A 48 cent-per-gallon discount to gasoline provides companies including Exxon Mobil Corp. and Valero Energy Corp. (VLO) an opportunity to profit by blending the corn-based additive into fuel, while easing prices at the pump for consumers. Marketers may use ethanol as they look for the cheapest way to boost engine performance and reduce pollution.
The most severe U.S. drought in fifty-six years has prompted lawmakers from both parties to ask the Obama administration to suspend the mandate because of the potential impact on food costs. Ethanol will consume forty-two percent of this year’s corn crop, according to government estimates, up from forty-one percent last year. The biofuel has been blended into more gasoline than ever this year, Energy Department data show.
Denatured ethanol for September delivery slipped 0.4 cent to $2.660 a gallon in electronic trading on the Chicago Board of Trade. It’s climbed 21 percent this year, more than the sixteen percent gain for gasoline on the New York Mercantile Exchange.

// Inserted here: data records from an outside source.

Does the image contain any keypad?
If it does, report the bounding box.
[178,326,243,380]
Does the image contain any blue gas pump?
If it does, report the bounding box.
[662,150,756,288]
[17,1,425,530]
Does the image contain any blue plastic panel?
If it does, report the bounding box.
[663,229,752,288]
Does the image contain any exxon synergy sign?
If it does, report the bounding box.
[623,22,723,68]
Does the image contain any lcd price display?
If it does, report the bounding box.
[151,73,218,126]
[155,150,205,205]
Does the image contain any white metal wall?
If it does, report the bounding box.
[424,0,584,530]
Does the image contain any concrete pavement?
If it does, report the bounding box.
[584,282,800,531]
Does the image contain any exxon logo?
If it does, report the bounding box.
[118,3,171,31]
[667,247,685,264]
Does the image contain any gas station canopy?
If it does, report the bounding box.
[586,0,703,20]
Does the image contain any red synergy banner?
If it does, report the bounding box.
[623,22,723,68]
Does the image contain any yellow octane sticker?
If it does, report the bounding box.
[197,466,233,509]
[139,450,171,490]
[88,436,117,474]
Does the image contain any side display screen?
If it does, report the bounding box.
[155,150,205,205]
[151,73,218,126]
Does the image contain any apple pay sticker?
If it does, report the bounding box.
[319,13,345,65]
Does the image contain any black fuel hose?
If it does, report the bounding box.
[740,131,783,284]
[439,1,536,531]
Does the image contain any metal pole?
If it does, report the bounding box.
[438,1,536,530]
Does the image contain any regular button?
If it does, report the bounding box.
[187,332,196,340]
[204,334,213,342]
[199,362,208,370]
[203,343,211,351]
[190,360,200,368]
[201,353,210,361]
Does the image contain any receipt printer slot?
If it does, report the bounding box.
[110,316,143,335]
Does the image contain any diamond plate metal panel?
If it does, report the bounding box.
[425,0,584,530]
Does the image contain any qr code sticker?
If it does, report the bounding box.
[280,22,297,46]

Still, the biofuel is fifteen percent cheaper than gasoline with which it’s mixed, known as RBOB, or reformulated blendstock for oxygenate blending. A 2007 U.S. law enacted under President George W. Bush, known as the Renewable Fuels Standard (RFS) requires refiners to mix 13.2 billion gallons of renewable fuels, such as ethanol, with gasoline in 2012 and fifteen billion gallons by 2015.
On an annualized basis, production has averaged 13.6 billion gallons so far this year, above the target. Output has fallen fifteen percent from a record 963,000 barrels a day, or a 14.8 billion gallon pace, as of December 30.
The U.S. had the hottest July ever, the government said August 8. Just 23 percent of the corn crop was in good or excellent condition on August 19, the worst assessment for this time of year since 1988, the Agriculture Department said on August 20. One bushel of corn makes at least 2.75 gallons of ethanol.
Twelve Republican and thirteen Democratic senators asked Environmental Protection Agency Administrator Lisa Jackson, who enforces the program, to suspend or reduce the country’s ethanol targets in an August 7 letter because of the drought.